Vapor-liquid equilibria of mixed-solvent electrolyte solutions: ion-size effects based on the MSA theory

Abstract

Abstract Wu R.-S. and Lee L.L., 1992. Vapor-liquid equilibria of mixed-solvent electrolyte solutions: ion-size effects based on the MSA theory. Fluid Phase Equilibria, 78: 1-24. We present a new method for calculating the vapor-liquid equilibria of mixed-solvent electrolyte systems. We use the water-methahol-lithium chloride system as an example to demonstrate the approach. In this approach, a statistical mechanical theory, the mean spherical approximation (MSA), is used together with the Gibbs-Duhem relation of thermodynamics and Furter's linear volatility theory of solvation to form a complete theory of phase equilibria. The MSA theory gives the salt activity coefficients In γ±. The Gibbs-Duhem relation gives a relation between the activities of the solvent a, the cosolvent b and the salt s. A third equation that relates the relative affinity of the solvents for the salt completes the conditions needed for calculating the vapor-liquid equilibria of ternary systems.
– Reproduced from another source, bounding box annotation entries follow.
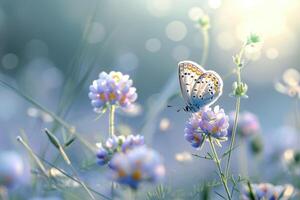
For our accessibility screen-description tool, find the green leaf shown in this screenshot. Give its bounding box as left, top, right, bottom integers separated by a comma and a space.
64, 136, 76, 147
192, 154, 213, 160
247, 181, 256, 200
44, 128, 61, 149
222, 145, 238, 158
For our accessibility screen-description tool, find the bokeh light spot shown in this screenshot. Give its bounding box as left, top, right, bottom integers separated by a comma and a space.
166, 21, 187, 42
145, 38, 161, 52
172, 45, 190, 61
87, 22, 105, 44
2, 53, 19, 69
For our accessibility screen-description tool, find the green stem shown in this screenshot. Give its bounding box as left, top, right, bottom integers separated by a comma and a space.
201, 28, 209, 66
225, 97, 241, 177
238, 137, 248, 177
109, 105, 116, 137
225, 44, 246, 177
0, 186, 9, 200
17, 136, 48, 177
208, 136, 231, 200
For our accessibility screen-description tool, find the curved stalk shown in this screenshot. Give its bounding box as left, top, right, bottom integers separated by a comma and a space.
201, 28, 209, 66
225, 45, 246, 177
208, 136, 231, 200
109, 105, 116, 137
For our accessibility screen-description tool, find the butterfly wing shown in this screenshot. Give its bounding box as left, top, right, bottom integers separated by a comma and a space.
191, 71, 223, 109
178, 61, 204, 105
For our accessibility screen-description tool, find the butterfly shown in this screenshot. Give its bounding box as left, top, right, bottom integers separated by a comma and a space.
178, 61, 223, 112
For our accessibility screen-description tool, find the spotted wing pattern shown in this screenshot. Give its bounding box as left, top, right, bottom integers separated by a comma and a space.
178, 61, 204, 105
191, 71, 223, 109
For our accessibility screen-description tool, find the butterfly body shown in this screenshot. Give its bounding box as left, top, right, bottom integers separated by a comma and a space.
178, 61, 223, 112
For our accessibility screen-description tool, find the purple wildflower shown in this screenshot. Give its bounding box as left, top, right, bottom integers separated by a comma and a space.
199, 106, 229, 140
242, 183, 294, 200
97, 135, 145, 166
110, 146, 165, 189
184, 113, 204, 148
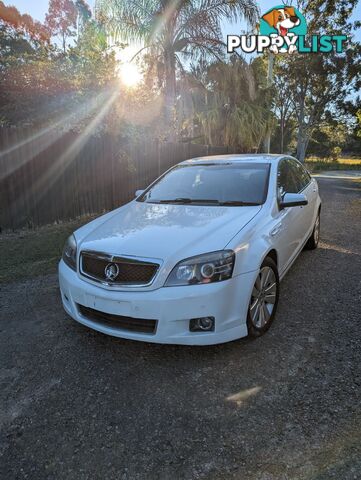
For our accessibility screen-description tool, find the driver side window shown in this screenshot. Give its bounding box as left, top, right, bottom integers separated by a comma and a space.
277, 159, 299, 197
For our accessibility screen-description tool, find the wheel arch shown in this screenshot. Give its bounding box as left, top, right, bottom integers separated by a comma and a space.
260, 248, 278, 269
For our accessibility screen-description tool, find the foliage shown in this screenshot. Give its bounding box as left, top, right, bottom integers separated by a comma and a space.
0, 1, 49, 43
275, 0, 361, 161
97, 0, 258, 137
181, 57, 273, 151
45, 0, 77, 53
0, 1, 116, 126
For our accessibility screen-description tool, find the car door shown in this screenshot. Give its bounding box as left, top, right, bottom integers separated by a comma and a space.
271, 158, 305, 273
289, 159, 318, 243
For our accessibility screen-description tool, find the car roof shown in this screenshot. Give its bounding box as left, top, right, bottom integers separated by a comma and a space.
179, 153, 287, 165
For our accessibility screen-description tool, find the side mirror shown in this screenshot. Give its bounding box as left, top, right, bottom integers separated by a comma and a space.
135, 190, 144, 198
280, 193, 308, 208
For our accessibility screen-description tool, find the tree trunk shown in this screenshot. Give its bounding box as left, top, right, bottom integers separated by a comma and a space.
296, 125, 310, 163
62, 32, 66, 53
164, 50, 176, 140
280, 113, 285, 153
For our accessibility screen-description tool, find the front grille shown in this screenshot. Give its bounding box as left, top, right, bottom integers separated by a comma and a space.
80, 252, 159, 286
78, 304, 157, 335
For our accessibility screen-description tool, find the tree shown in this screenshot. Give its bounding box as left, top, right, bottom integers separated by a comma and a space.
276, 0, 361, 162
0, 1, 50, 43
96, 0, 258, 137
45, 0, 78, 53
187, 57, 274, 152
75, 0, 92, 40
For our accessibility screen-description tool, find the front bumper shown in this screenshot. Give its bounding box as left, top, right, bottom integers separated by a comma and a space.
59, 260, 257, 345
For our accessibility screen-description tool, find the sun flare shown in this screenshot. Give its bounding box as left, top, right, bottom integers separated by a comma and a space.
118, 63, 142, 88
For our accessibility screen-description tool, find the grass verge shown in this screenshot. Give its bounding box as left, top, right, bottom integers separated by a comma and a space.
306, 157, 361, 172
0, 217, 91, 284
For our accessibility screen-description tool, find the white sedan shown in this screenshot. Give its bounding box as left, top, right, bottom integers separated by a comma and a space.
59, 155, 321, 345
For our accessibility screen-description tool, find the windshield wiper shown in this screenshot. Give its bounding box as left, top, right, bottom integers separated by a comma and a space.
157, 197, 219, 205
215, 200, 261, 207
147, 197, 261, 207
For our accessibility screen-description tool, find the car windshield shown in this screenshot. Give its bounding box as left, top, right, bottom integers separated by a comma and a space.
137, 163, 270, 206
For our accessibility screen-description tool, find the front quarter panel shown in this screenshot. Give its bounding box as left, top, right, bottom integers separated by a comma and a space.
226, 209, 277, 276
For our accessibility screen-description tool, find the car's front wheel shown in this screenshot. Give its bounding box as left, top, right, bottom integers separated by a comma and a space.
247, 257, 279, 337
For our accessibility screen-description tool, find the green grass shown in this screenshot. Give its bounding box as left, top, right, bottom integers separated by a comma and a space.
306, 157, 361, 172
0, 218, 94, 284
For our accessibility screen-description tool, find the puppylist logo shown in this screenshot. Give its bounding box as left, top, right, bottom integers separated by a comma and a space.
227, 5, 347, 54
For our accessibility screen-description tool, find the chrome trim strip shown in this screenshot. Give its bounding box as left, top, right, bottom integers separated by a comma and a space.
79, 250, 162, 288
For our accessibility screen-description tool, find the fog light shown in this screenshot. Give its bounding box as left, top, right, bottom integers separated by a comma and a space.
189, 317, 214, 332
The MSA formulas are sensitive to ion-size variations: a requirement for modeling “salting-out” behavior. We have shown that up to 20% variations in in γ± could be caused by ion-size changes in some sample systems. We show that to achieve “complete” scale conversion for properties from the McMillan-Mayer scale to the Lewis-Randall scale, one must have a good theory of solvation. The solvent-ion and solvent-solvent correlations enter the conversion in a non-trivial way. The sample system water-methanol-LiCl can be predicted to within 0.01 in mole fractions and 5 mmHg in pressures over the concentration ranges 10–15 molal. This method introduces molecular theory into the formulation without postulating an excess free energy. It represents an alternative to the conventional excess free energy models.